Mini Oral session: Thoracic cancers Mini oral session

320MO - Envonalkib vs crizotinib in treatment-naïve advanced ALK-positive NSCLC: A randomized, multicenter, phase III trial

Presentation Number
Lecture Time
09:37 - 09:42
  • Wen Feng Fang (Guangzhou, China)
Hall 406, Singapore, Singapore, Singapore
Sat, 03.12.2022
09:00 - 10:30



Envonalkib (TQ-B3139, Env) is a novel small molecule ALK/ROS1/c-Met inhibitor. Here, we presented the primary analysis results of a phase III trial, aiming to evaluate the efficacy and safety of Env versus crizotinib (Cri) in advanced ALK-positive NSCLC patients (pts) who had not received a prior ALK inhibitor.

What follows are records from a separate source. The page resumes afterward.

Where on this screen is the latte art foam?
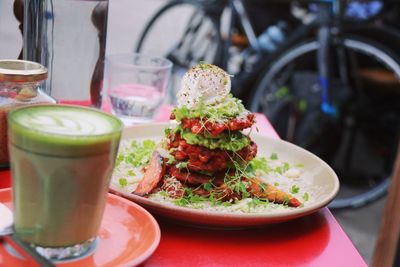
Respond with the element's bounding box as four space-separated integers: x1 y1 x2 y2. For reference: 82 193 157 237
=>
16 109 115 136
8 105 123 157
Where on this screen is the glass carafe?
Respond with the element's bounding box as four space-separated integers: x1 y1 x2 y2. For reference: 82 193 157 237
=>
23 0 109 107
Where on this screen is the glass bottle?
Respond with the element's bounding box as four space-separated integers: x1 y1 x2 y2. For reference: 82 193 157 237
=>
0 59 55 168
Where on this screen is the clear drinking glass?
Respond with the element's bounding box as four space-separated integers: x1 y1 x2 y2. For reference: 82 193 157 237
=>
8 104 122 261
104 53 172 125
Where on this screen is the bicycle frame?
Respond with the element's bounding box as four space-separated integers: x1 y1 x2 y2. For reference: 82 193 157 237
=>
231 0 260 52
317 1 341 116
225 0 349 116
137 0 390 115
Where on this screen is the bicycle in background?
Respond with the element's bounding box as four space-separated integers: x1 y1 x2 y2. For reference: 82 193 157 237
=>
136 0 400 209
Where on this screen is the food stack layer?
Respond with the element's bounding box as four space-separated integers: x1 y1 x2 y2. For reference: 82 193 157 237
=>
133 63 301 207
165 94 257 200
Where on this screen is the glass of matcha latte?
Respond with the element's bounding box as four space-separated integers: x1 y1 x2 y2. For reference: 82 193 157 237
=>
7 104 123 260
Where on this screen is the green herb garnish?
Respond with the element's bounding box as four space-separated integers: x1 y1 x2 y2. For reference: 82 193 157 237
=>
172 94 246 123
178 125 249 151
198 61 210 70
283 162 290 172
174 188 210 207
117 140 157 168
119 178 128 187
247 157 272 175
176 162 188 169
203 182 214 192
127 170 136 176
248 198 268 209
283 195 290 206
291 185 300 194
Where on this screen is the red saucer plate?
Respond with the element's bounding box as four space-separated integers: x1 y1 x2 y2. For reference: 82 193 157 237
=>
0 188 161 267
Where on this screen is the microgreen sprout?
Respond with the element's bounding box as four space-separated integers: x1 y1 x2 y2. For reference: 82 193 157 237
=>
291 185 300 194
119 178 128 187
270 152 278 160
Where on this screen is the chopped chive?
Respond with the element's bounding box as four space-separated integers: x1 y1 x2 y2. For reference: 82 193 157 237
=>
291 185 300 194
270 152 278 160
119 178 128 187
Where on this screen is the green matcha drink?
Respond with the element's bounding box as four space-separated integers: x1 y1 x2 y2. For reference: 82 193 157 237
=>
8 104 122 259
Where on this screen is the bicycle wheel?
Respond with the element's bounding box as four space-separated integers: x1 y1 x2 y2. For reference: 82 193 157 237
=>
249 35 400 209
135 0 223 104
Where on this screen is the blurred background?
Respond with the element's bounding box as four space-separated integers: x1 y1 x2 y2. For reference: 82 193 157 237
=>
1 0 399 264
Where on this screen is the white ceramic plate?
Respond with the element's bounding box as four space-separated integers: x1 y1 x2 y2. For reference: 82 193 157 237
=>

Eligible pts with ALK-positive and inoperable stage IIIB-IV NSCLC who had not received a prior ALK inhibitor and had received <2 prior lines of chemotherapy were randomized 1:1 to receive Env (600mg, bid, d1-d28) or Cri (250mg, bid, d1-d28) until disease progression or intolerable toxicity. Pts were stratified by baseline brain metastases (present vs. absent) and number of prior chemotherapy lines (0 vs. 1). The primary endpoint was PFS assessed by IRC according to RECIST v1.1. Secondary endpoints included confirmed ORR, DCR, DoR, OS, CNS-ORR, CNS-DoR, CNS-TTP and safety.

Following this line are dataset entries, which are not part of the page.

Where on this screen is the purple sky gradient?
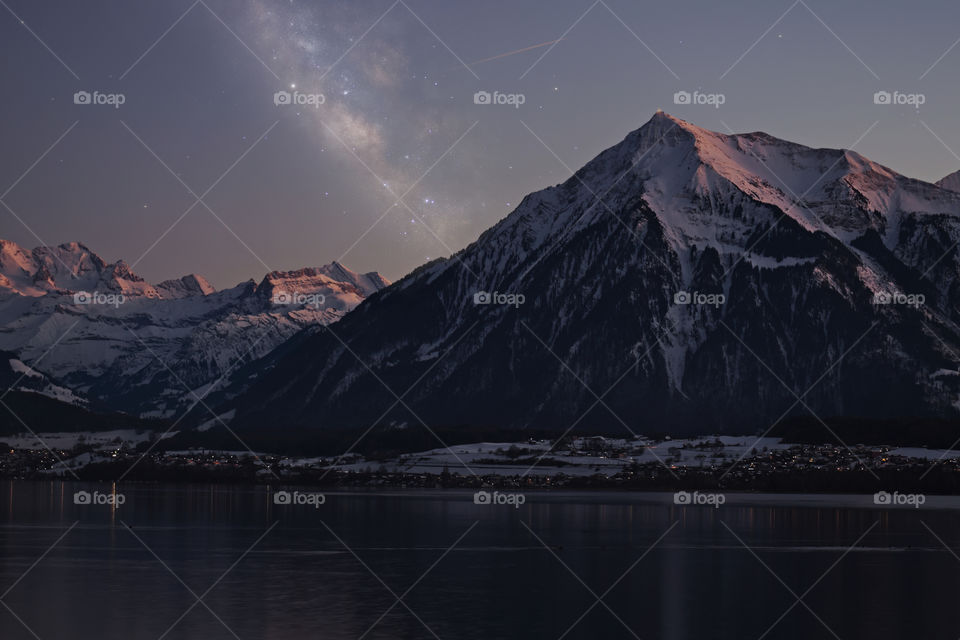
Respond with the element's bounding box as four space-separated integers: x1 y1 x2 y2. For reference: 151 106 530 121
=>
1 0 958 287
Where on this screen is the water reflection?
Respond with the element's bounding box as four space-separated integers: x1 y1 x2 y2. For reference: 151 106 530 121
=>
0 483 958 639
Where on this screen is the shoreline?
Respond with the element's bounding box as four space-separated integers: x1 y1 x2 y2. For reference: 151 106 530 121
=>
0 474 960 508
3 477 958 507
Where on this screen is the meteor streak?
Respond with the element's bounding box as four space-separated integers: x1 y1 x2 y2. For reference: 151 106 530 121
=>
468 38 564 66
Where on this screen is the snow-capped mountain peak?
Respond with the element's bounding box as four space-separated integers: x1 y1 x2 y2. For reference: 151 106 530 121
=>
612 113 947 242
937 170 960 193
155 273 217 299
0 239 390 417
484 112 960 292
0 239 217 300
258 262 390 309
223 111 960 434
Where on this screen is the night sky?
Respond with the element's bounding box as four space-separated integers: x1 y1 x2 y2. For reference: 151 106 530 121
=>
1 0 959 287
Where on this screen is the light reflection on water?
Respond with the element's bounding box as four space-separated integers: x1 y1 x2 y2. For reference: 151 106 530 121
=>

From Aug 21, 2019 to Jul 13, 2020, 131 pts were assigned to Env and 133 to Cri. At data cutoff (Oct 14, 2021), the median follow-up was 13.80 m in Env and 10.12 m in Cri. The mPFS by IRC was significantly longer with Env than with Cri (NE vs. 11.89 m; HR 0.46, p < 0.0001). Subgroup analyses of PFS by IRC showed that the efficacy of Env was better than Cri in each subgroup. Confirmed ORR was 81.68% in Env and 69.92% in Cri. Treatment with Env was associated with more durable response (mDoR: NE vs 12.68 m, p=0.0014) than Cri. For pts without BMs at baseline, the incidence of BMs during treatment period in Env significantly lower than that in Cri (1.10% vs 11.83%, p=0.0049). The CNS-ORR in pts with intracranial target lesions at baseline was 78.95% for Env vs. 23.81% for Cri. OS data are immature. Drug-related grade ≥3 TEAEs occurred in 51.91% (Env) vs. 40.60% (Cri). TEAEs led to treatment discontinuation of Env in 4.58% and Cri in 3.01%. Pts with TP53 mutation could also benefit from Env treatment (mPFS: 11.93 vs 7.85 m, HR 0.47). Pts with progressive disease in Env did not develop new insurmountable resistance mutations.


Compared with Cri, Env significantly prolonged PFS in advanced ALK-positive NSCLC pts who had not received a prior ALK inhibitor, and showed greater advantages in controlling BMs. The safety profiles following Env treatment were manageable.

Clinical trial identification


Legal entity responsible for the study

Chia Tai Tianqing Pharmaceutical Group Co., Ltd.


Chia Tai Tianqing Pharmaceutical Group Co., Ltd.


All authors have declared no conflicts of interest.